Two technical points:

  1. I tried to drag-and-drop the metadata.yaml file into the submission issue box, but was given a "we do not accept that file type" message. It felt silly to retype into the box several bits of information that I had already put into the .yaml file.

  2. I feel like your expectations for what tools authors will have immediately available are high enough to discourage some potential authors. They include:

make
LaTeX, including latexmk
Python 3.x with PyYAML (2.x can run PyYAML but its treatment of locales is different and it doesn't work with the template makefile for that reason)
perl (necessary for latexmk)

Many potential authors will be familiar with all these tools, but may well not have them installed on the computers they normally use for preparing publications. I am familiar with them all, and use some (including make and LaTeX) daily. However, I had to install latexmk, perl, Python 3 (I had 2.7, and spent the time to find out it didn't work for this purpose), and PyYAML on my laptop to complete the submission.

Thanks !

Yes, good point about the large set of tools needed just to compile. Note that there's an overleaf template (that may need to be updated) that simplify things. Only problem is that you still need to generate the yaml file. We can also have a simple web-form to create the yaml file but I'm a bit clueless on how to do that.
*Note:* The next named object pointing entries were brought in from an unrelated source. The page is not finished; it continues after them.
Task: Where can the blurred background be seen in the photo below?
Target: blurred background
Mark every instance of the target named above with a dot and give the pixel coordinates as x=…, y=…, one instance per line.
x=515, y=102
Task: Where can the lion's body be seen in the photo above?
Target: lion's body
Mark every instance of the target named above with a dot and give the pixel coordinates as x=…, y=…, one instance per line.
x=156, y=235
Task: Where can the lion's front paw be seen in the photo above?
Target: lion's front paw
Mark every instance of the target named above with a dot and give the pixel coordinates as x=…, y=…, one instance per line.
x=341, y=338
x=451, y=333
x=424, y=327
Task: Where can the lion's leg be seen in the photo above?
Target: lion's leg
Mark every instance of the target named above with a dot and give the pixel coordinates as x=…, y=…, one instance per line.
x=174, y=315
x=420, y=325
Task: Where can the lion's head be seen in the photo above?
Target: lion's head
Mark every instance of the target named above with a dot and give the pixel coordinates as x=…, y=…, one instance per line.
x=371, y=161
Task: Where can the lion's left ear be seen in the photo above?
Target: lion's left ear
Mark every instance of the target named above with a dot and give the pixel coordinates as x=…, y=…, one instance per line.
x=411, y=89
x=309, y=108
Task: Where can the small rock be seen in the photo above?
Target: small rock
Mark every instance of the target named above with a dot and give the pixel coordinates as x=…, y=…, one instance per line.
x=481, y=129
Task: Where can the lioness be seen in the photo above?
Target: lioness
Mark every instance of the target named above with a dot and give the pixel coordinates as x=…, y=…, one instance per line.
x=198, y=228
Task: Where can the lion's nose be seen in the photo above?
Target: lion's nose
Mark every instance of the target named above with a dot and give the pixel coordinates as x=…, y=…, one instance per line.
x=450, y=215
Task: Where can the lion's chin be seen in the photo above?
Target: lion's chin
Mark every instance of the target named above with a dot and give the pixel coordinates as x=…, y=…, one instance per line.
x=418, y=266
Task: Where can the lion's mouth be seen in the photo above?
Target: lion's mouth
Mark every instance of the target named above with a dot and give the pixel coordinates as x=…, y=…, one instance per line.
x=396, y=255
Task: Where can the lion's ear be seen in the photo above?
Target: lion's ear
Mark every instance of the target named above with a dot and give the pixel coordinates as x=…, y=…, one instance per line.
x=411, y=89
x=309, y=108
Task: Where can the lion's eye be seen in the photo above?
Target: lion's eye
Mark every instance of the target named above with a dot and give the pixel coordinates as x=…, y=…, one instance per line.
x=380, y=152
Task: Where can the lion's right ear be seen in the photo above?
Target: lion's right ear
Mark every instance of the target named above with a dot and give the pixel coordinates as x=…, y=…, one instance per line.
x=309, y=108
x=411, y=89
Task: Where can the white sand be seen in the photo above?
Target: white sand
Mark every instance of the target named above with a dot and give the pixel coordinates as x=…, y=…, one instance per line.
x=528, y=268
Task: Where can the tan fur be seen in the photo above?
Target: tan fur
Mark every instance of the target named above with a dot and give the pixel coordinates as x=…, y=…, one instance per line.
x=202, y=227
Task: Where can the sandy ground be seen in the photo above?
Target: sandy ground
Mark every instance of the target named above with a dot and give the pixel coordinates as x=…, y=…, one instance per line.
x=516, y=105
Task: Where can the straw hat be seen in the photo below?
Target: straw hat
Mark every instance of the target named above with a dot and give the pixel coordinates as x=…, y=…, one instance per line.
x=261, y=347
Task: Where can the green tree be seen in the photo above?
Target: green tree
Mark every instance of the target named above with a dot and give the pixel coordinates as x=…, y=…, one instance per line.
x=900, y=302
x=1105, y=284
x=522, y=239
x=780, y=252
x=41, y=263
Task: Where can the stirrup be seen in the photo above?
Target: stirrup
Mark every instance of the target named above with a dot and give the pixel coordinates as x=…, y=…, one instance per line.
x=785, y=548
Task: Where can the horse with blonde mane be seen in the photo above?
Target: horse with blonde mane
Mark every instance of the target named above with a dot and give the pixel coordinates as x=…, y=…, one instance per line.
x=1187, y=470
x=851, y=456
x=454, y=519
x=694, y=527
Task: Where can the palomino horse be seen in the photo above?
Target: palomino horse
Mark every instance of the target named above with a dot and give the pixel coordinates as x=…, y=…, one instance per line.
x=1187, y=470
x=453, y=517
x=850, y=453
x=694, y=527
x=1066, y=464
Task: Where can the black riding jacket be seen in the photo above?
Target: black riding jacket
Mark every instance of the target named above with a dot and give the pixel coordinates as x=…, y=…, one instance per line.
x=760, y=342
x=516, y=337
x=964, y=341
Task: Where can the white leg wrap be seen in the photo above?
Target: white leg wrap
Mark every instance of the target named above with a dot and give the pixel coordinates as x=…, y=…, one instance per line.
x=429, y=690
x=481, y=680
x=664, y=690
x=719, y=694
For the metadata uploading, I'm not sure to get your point.

@mcbaneg Thanks for the feedback on our submission procedure! We should probably simplify the required toolchain, ideally to the point that a TeXlive installation is sufficient to do everything. On the other hand, if that means reading YAML from TeX I'll probably change my mind!

@rougier If I understand our current setup correctly, make and latexmk are needed only for streamlining the PDF generation. We could perhaps provide a shell script that runs a worst-case scenario, assuming everything needs to be redone. But then, would a shell script work under Windows?

Yes, make and latexmk are not really needed. You can xelatex/biber/xelatex/xelatex and you're done. The metadata yaml and latex file can also be filled manually in case of problems (no need to use the python script to create the latex metadata from the yaml metadata, it's just more conveninet (if it runs)).